There's one brother named Bloom in The Brothers Bloom -- the other one is named Stephen -- which is only the first odd and confusing thing about this film. (It's self-consciously artsy enough that I feel compelled to call it a "film" rather than a "movie.") The two brothers are con men, as we learn when we see them as boys in the pre-credit sequence, learning their trade.

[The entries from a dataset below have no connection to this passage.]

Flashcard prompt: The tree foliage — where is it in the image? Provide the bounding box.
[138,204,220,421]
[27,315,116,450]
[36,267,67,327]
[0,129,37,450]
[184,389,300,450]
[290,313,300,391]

The next odd and confusing thing about The Brothers Bloom is the question of when, exactly, it's set. The characters wear clothes that are mostly inspired by the '20s and '30s -- black suits and hats for our heroes, similarly classy and non-contemporary looks for the rest -- and take steamships to cross the Atlantic. But there's a conspicuously modern sports car, and other touches make it clear that this is not set in the past. Perhaps it's set in some alternate world, or just a more stylish version of our world. Perhaps the movie itself is a complicated con game?
After those oddities, the rest of Brothers Bloom's stylish touches -- such as Bang Bang, the Japanese girlfriend/sidekick of Stephen, who says, I believe, precisely two words of dialogue in the course of the movie, or the semi-etched-on-glass, semi-scrawled-on-slips-of-paper occasional intertitles -- go down easily. Brothers Bloom is a movie confident in itself, and one that knows how to tell a story. It knows, for example, that if you do something repeatedly, you really should do it three and exactly three times. It knows that good stories set things up carefully, and then leave it up to the audience to recognize the payoffs. And it knows, most of all, that what we want is to watch fascinating people doing interesting things.
This is a story about con men and their cons, so it wouldn't do to talk too much about the plot. There are surprises and grace notes, cons revealed and cons left assumed, gunfire and explosions, fire and fake blood and real blood. Stephen and Bloom are young in the pre-credit sequence, and in their late thirties in the main plot of the movie -- Stephen (Mark Ruffalo) fully in possession of his powers as a storyteller and artist in confidence, Bloom (Adrien Brody) conflicted, depressed, and perpetually threatening to go straight. And Penelope (Rachel Weisz) is a gorgeous, vastly wealthy young woman whom they come into contact with.
Brothers Bloom is a deeply self-consciously stylish movie, very much in love with itself as a storytelling vehicle -- note, just for one example, how those three main characters are lightly borrowed from Joyce's Ulysses -- and it lives up to its own image of itself almost entirely. All the flash and stage patter does make it a primarily superficial movie; the emotional truths here are all familiar ones, so as not to detract from the glitter and shine. The ending reaches for emotional depth, but doesn't quite achieve it -- Brothers Bloom had spent too much time being slick and witty to be able to stretch that far back in the other direction -- but it is fitting and poignant, which is good enough. Brothers Bloom is a quite good con-man movie, for all the fact that it's trying so very hard to completely transcend being a con-man movie in the first place.